The trick lies in a view of the bigger picture. An education from the Massachusetts Institute of Technology is one of the greatest, most profound things anyone can earn. It garners incredible opportunity and it sets you apart from your contemporaries, just as the Brass Rat sets you apart in a crowd. Set aside the practical benefits for a moment, though. If you can excel in something here, you know that you’re capable of that skill at a top caliber. You will come out of here knowing exactly what you can and can’t do well. You’ll prove yourself to the entire world. So what’s a chemistry class or two? Life is a lot more than four months, a lot more than four years.
(And you may not believe me, but those parents you worked so hard during your adolescence to evade will probably become your very best friends your freshman year. They’re your lasting connections to your previous life and world, the components of which you still consist. In this new land of college, just as you think nobody understands you and you’ll surely fail out, there’s nothing like some insight and reassurance from the people who have watched you soar through thick and thin.)

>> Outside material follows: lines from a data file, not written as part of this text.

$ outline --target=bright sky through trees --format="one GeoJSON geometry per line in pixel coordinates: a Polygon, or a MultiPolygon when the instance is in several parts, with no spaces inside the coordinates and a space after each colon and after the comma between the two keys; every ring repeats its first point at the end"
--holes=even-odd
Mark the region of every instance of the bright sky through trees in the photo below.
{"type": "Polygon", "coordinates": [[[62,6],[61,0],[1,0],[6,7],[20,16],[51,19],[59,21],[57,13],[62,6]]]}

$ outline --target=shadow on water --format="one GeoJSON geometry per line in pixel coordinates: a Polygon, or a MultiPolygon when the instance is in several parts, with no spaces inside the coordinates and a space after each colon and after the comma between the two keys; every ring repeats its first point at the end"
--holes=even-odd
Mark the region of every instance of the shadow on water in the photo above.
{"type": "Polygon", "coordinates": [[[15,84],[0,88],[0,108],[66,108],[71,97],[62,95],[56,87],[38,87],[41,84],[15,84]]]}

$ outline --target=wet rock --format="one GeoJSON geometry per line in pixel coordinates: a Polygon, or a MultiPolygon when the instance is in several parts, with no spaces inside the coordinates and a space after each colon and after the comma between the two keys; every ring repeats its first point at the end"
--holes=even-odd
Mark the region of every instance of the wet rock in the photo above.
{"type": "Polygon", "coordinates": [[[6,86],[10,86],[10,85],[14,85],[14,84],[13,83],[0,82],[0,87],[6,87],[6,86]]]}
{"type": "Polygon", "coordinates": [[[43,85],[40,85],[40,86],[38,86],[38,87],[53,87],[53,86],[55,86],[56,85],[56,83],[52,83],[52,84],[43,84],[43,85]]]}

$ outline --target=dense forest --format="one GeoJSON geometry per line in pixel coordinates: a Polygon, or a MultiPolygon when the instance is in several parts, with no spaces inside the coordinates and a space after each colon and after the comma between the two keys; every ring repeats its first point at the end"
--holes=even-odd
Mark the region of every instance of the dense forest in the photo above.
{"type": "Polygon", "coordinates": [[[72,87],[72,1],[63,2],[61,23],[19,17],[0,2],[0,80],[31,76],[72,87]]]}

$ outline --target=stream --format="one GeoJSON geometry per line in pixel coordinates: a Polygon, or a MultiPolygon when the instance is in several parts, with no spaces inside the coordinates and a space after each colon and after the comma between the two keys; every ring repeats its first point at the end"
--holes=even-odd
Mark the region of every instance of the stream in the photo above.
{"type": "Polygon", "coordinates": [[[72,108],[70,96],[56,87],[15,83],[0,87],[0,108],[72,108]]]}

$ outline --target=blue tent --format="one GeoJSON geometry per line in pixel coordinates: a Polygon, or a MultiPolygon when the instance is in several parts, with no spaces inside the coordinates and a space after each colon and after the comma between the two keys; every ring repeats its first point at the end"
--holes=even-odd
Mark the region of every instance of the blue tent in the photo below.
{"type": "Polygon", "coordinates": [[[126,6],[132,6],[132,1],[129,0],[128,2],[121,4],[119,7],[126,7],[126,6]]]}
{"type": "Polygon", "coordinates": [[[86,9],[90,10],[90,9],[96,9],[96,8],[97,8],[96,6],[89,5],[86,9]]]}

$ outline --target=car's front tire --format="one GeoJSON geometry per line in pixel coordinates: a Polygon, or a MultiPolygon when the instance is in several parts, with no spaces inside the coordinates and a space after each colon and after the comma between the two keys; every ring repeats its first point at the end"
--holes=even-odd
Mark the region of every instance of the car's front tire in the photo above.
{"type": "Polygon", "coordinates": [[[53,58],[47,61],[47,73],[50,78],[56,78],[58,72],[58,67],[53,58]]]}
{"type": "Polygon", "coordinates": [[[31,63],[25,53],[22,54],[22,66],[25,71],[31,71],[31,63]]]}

You learn that when your biggest worry is a math final at the end of the month, you’re doing fine. Besides studying, though, I’m chasing my dreams, letting nothing claim me or slow me down as I endeavor to find the balance between good grades and a good life. It just takes some practice, something the student directory calls “year: 1.”
So what’s the moral of the story? If by May you’re still dreaming, if you’re unfazed by any setbacks you’ve faced, everything actually went pretty well. :-)
Monday night, I’ll attend my first departmental event: a dinner where undergrads and alumni will connect to share experiences and learn about life as urban planners after MIT. On Friday, my department is having another dinner for undergrads, this time at Durgin Park in Boston’s Quincy Market. There’s a topic for another time: MIT students’ love affair with free food!